I'm a Florida Teacher. This is What's Happened to My Classroom LibraryBreaking News
tags: Florida, academic freedom, teaching history, Ron DeSantis
Andrea Phillips teaches 3rd grade students in Florida.
“I’m done! I’m done! What do I do now?” Every teacher, in every classroom, hears this many (thousands) of times daily from their students. In my classroom, for more than a decade, the answer has always been “Get a book and read.” That is until last week when I was told to pack up my classroom library until further notice.
The state of Florida, where I teach, has passed vague laws on what books teachers can and cannot have in their classrooms.
House Bill 1467, signed by Governor DeSantis in March of last year, basically states that schools must be transparent in their selection of instructional, library, and reading materials. Meaning that parents have the right to know what their students are reading and a means to view those materials. All materials must be free of pornography, gender identity issues (for students in Kindergarten through third grade), as well as any books relating to discrimination based on race, color, sex, or national origin. The books must also be approved by a certificated media specialist.
On the surface, this seems reasonable, but it goes much deeper. The bill does not name specific books to ban, nor a system in which to vet the books. It does, however, come with a fear-mongering threat of a class three felony, which could cause a teacher to lose not only their teaching certificate, but their right to vote as well.
Many schools, including my own, do not have a full time media specialist. Due to budget cuts, we have a media specialist every other week. That means we have one person to vet thousands of books in our school alone, before we can have them in our classrooms. In addition to the mountain of work now laid in her lap, she hasn’t even been given a system to vet the books with. Currently, it is a subjective process of a single person reviewing each book with a 12-point questionnaire. One of my issues is that what one person finds offensive, another may find silly. For example, the book ‘No, David’ by David Shannon. On one page an illustration of David running pantless down the street is shown. One media specialist may find this humorous, as it was intended, while another may label it as pornographic. The lack of directives and specificities makes me fear for the future of school-based libraries.

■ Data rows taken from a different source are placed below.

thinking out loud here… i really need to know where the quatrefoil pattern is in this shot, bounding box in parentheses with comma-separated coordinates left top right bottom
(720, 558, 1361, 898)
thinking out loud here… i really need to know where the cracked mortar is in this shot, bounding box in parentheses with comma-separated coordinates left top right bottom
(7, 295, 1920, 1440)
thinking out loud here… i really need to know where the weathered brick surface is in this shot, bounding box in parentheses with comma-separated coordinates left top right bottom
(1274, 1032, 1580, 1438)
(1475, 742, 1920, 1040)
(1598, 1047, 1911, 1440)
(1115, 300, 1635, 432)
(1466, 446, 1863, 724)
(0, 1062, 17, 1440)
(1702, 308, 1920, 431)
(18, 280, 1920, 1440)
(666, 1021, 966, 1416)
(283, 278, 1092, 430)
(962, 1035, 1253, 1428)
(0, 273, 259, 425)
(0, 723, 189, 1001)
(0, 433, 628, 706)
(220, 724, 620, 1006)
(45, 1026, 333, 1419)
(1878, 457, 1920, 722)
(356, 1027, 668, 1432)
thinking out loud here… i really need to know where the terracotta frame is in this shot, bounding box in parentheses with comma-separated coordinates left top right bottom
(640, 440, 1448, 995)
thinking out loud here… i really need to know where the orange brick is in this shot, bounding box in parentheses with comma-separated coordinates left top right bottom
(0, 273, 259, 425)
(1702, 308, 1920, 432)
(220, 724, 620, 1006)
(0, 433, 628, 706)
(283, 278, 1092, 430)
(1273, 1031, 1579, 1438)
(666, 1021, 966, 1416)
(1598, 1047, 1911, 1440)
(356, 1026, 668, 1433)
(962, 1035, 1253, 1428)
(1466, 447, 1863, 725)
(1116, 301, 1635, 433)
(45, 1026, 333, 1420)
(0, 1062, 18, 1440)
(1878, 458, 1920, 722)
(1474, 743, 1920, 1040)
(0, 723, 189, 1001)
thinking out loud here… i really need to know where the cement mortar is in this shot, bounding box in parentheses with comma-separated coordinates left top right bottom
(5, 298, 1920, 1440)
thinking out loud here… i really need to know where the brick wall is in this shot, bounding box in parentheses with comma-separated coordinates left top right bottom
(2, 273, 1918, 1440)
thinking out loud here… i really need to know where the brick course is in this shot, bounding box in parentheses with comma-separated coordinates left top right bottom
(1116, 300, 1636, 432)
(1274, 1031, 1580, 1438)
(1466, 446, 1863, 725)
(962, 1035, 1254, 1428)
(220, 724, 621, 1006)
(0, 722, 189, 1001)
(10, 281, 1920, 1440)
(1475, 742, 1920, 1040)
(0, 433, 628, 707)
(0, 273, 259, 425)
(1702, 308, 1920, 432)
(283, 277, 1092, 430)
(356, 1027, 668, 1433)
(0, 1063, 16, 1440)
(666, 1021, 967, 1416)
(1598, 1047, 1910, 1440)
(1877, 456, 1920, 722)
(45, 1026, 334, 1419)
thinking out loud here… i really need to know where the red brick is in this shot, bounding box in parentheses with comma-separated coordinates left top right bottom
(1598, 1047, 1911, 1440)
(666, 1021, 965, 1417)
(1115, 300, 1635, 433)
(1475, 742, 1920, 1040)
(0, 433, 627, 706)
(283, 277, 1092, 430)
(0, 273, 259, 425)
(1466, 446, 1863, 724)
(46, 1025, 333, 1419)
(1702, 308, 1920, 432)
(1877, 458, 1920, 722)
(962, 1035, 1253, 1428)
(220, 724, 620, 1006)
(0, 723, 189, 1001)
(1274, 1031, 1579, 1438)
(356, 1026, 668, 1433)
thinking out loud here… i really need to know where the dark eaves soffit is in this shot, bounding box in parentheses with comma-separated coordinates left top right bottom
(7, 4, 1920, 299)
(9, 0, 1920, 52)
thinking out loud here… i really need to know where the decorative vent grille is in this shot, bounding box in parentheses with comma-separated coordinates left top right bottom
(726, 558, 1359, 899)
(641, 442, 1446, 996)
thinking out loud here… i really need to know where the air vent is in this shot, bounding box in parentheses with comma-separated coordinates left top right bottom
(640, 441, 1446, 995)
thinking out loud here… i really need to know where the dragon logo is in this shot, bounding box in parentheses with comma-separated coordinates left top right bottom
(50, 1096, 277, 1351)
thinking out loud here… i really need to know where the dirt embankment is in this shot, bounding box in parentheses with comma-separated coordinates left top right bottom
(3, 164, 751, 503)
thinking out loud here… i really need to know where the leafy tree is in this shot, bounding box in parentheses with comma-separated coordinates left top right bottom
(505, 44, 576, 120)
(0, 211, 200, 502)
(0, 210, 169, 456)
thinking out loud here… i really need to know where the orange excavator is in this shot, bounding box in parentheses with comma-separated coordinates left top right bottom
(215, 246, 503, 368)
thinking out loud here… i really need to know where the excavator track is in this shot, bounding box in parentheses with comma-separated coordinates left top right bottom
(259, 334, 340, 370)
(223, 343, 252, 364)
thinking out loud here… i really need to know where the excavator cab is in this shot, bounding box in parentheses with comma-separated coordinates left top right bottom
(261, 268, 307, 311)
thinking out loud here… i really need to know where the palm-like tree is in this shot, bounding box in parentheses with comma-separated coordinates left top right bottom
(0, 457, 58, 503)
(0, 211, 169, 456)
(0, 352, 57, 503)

In an attempt to shield their teachers from disciplinary actions, my district issued a directive to make all classroom libraries and media center books unavailable to students until further directed. We have been told that this is a temporary move as the district works toward compliance with this law, but with only one person to vet thousands of books, it doesn’t feel very temporary.
I love teaching and I’m a damn good teacher. I deserve the autonomy to make decisions within my classroom for my students. I am a certified educator. My goal is to educate and expand thinking, not indoctrinate as we’ve been accused of doing. My goal is to build lifelong readers and learners, inspire curiosity, and engage students. That doesn’t happen without books. Books of all subject matters and ranges. Students need and deserve the opportunity to discover their passions and escape this crazy world in a book.